Optimizing Agent Workflows for Modern LLMs
Writing effective agent skills requires deep knowledge of prompt engineering. With the release of advanced reasoning models like Claude 3.5 Sonnet, ChatGPT o1, and DeepSeek-V3, prompt templates must focus on structured thinking. Developers are encouraged to use XML tags (e.g., <thought>, <context>, and <rules>) to isolate execution boundaries. Standardized prompts prevent agents from suffering from context drift, ensuring that long-running tasks remain aligned with the initial system parameters.
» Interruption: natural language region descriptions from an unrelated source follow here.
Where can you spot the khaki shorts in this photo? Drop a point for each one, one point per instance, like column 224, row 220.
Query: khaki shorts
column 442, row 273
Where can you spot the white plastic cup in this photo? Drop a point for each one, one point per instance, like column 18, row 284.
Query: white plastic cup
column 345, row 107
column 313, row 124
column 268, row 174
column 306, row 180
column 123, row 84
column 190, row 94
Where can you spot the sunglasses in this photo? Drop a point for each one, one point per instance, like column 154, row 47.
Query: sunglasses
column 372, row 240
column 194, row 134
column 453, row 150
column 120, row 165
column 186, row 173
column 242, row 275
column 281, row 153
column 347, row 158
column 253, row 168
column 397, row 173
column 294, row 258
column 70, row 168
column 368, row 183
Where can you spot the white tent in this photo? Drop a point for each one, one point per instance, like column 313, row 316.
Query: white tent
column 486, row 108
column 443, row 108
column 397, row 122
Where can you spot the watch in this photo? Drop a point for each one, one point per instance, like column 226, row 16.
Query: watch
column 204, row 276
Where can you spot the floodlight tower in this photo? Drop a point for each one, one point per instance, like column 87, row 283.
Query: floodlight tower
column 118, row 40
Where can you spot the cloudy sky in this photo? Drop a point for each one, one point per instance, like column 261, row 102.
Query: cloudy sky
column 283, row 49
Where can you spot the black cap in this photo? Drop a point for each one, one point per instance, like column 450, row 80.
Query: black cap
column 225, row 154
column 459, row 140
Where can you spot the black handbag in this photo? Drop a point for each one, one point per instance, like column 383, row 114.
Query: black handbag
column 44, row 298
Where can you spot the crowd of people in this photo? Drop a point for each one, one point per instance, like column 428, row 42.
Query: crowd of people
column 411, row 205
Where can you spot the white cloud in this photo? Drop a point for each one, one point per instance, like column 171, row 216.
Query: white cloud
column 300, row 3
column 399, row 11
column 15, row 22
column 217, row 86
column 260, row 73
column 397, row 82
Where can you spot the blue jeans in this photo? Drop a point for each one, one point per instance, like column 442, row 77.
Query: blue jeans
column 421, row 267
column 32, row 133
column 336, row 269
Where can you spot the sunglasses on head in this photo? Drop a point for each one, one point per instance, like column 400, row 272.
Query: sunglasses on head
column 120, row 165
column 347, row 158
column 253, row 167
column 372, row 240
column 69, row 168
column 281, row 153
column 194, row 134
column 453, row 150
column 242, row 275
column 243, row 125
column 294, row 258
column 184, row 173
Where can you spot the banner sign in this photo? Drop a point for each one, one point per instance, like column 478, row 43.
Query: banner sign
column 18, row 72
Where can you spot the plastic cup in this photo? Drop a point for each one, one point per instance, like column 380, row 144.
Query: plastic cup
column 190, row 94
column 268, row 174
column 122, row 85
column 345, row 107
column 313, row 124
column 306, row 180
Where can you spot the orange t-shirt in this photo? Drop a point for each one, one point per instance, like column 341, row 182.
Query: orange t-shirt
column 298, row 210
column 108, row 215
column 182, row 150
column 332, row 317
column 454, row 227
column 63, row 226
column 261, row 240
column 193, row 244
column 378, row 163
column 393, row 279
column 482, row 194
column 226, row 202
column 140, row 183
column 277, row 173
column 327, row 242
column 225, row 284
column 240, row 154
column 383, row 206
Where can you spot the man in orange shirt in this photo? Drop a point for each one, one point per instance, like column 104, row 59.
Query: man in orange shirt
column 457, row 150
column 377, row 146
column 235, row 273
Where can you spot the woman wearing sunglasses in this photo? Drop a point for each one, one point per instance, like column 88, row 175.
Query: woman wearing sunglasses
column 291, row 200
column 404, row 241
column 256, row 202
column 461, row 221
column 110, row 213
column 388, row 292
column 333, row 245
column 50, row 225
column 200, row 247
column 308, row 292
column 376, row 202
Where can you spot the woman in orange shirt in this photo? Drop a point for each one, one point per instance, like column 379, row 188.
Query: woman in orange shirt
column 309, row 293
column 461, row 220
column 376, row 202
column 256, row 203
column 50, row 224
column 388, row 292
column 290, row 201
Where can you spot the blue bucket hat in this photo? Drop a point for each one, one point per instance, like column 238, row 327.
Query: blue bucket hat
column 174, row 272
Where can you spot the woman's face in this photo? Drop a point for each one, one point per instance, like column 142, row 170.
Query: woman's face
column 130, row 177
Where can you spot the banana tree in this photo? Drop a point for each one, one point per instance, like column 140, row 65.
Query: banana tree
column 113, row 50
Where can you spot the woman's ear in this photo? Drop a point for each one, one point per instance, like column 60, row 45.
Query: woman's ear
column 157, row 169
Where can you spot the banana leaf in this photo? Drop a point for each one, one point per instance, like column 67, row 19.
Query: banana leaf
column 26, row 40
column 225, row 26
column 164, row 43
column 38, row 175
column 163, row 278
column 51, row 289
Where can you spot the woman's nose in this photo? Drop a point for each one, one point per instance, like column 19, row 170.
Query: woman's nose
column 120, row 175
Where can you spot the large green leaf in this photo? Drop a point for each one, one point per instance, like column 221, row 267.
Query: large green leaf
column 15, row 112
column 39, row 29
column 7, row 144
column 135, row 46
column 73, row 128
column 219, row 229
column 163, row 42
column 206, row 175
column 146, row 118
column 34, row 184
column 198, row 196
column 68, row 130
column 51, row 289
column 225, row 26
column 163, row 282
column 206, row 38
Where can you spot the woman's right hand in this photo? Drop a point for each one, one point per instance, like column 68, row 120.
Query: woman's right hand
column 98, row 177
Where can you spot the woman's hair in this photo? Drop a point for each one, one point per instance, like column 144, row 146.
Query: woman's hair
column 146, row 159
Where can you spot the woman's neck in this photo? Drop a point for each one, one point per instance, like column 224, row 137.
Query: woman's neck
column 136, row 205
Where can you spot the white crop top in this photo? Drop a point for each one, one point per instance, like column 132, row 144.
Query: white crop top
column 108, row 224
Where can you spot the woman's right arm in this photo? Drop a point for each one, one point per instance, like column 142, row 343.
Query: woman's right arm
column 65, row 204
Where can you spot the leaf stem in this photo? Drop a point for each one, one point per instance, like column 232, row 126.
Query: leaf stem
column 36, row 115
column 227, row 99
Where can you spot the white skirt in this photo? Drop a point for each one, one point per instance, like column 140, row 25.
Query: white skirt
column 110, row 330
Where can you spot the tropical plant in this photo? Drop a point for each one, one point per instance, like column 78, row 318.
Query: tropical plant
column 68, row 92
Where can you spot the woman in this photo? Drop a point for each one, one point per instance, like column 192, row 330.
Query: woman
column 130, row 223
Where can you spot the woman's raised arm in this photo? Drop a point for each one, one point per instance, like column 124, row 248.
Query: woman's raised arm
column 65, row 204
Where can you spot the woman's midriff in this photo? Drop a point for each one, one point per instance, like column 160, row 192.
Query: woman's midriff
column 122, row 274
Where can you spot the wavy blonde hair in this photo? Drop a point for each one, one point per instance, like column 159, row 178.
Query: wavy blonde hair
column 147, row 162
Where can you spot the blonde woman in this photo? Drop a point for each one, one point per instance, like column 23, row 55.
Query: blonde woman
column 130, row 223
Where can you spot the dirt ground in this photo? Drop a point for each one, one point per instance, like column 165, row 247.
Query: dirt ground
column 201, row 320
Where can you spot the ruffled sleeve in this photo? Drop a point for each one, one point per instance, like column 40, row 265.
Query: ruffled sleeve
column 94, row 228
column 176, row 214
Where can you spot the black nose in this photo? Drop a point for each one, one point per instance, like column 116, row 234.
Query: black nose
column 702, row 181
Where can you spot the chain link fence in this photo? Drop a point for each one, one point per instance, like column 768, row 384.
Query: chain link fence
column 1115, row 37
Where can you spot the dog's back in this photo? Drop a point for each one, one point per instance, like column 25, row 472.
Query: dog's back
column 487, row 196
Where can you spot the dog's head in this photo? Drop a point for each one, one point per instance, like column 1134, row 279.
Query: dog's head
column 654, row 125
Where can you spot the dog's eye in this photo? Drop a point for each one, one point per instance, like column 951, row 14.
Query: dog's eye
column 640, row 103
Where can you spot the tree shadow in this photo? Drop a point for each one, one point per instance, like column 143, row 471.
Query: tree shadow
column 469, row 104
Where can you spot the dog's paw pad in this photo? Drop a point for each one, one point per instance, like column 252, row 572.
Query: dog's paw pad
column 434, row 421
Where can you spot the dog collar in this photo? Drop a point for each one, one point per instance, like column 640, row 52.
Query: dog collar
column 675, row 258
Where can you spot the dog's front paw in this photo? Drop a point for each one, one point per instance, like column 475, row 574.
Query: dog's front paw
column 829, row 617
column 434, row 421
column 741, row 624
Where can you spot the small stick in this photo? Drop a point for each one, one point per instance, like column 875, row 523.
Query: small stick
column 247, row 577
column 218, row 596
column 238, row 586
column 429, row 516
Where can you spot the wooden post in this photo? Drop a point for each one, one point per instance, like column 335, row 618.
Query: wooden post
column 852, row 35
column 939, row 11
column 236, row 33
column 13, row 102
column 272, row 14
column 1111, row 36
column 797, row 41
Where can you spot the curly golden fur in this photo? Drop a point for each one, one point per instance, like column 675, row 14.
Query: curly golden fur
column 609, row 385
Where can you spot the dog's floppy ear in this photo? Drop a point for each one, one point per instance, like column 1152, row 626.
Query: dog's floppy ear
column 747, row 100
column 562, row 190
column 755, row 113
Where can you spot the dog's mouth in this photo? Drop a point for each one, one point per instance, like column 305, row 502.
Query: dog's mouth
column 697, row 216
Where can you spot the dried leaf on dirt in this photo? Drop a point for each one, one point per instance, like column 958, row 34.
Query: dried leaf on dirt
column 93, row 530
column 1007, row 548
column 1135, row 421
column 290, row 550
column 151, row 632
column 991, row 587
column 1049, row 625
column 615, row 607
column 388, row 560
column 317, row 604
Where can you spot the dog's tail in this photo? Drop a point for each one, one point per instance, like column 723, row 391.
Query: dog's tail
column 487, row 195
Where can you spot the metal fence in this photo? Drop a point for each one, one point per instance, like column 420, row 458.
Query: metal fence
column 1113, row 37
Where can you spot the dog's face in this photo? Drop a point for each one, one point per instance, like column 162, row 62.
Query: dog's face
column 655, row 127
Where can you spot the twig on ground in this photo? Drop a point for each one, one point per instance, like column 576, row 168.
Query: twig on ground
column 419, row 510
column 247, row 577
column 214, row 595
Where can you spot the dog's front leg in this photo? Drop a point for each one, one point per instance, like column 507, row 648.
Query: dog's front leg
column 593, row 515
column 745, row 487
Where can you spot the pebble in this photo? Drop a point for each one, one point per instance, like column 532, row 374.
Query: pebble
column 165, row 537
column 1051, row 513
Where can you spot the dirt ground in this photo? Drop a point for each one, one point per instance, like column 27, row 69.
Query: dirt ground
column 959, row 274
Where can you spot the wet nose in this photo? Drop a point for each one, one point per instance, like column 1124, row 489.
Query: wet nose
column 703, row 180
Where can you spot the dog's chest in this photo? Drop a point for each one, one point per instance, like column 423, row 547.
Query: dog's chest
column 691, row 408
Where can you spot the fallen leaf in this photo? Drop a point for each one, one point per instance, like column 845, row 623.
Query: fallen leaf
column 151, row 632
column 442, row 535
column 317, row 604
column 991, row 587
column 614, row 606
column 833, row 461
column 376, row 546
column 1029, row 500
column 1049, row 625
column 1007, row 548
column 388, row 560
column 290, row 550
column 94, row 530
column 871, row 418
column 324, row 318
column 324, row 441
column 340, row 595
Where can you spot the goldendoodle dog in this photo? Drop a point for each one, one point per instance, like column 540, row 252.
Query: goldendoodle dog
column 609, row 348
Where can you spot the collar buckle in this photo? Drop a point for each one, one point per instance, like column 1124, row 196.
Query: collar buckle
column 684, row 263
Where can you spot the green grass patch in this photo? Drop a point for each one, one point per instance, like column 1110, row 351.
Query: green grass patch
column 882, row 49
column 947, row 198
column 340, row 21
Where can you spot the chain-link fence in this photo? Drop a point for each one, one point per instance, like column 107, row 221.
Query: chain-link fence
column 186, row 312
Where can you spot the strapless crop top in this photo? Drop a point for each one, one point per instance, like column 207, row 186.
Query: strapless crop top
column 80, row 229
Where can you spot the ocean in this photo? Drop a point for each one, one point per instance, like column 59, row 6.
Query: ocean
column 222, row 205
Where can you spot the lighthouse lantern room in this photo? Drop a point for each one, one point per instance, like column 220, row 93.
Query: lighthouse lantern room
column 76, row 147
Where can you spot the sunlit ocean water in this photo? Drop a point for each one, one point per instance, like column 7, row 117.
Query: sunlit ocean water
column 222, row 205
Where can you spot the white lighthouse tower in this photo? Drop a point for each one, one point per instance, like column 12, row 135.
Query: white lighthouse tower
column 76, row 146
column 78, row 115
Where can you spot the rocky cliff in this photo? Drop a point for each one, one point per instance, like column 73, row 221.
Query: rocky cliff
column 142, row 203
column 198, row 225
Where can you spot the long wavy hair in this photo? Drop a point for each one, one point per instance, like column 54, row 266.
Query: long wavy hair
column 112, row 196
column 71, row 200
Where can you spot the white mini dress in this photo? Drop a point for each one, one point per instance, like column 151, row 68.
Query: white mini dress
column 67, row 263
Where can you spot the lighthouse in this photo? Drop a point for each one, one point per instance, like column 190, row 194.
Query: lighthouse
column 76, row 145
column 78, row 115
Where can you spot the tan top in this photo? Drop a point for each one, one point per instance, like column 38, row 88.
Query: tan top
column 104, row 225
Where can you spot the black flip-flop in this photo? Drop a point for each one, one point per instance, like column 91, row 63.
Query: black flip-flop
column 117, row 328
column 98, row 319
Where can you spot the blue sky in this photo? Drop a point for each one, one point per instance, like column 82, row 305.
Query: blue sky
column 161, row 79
Exploring by SOC Occupations and Creator Profiles
What makes SkillMD unique is its taxonomy. Instead of simple text search, we parse and organize files according to the Standard Occupational Classification (SOC) system. This means you can discover skills written for Computer and Mathematical roles, Business and Financial operations, Legal, Design, and and Educational Instruction fields. By tracking creator profiles, developers can study how different teams organize their custom instructions, compare version updates, and fork public configs for specialized enterprise use cases.
SkillMD operates as a high-performance index running on a fast Go backend and a highly responsive Astro SSR frontend. All search queries execute in milliseconds, featuring smart debouncing to prevent multiple API requests while keeping user data secure. Join our community of developers to standardize your AI agent instructions and optimize your LLM prompting workflows today.
Frequently Asked Questions
A practical guide to agent skills: what they are, how to inspect them, and how SkillMD helps you explore the ecosystem.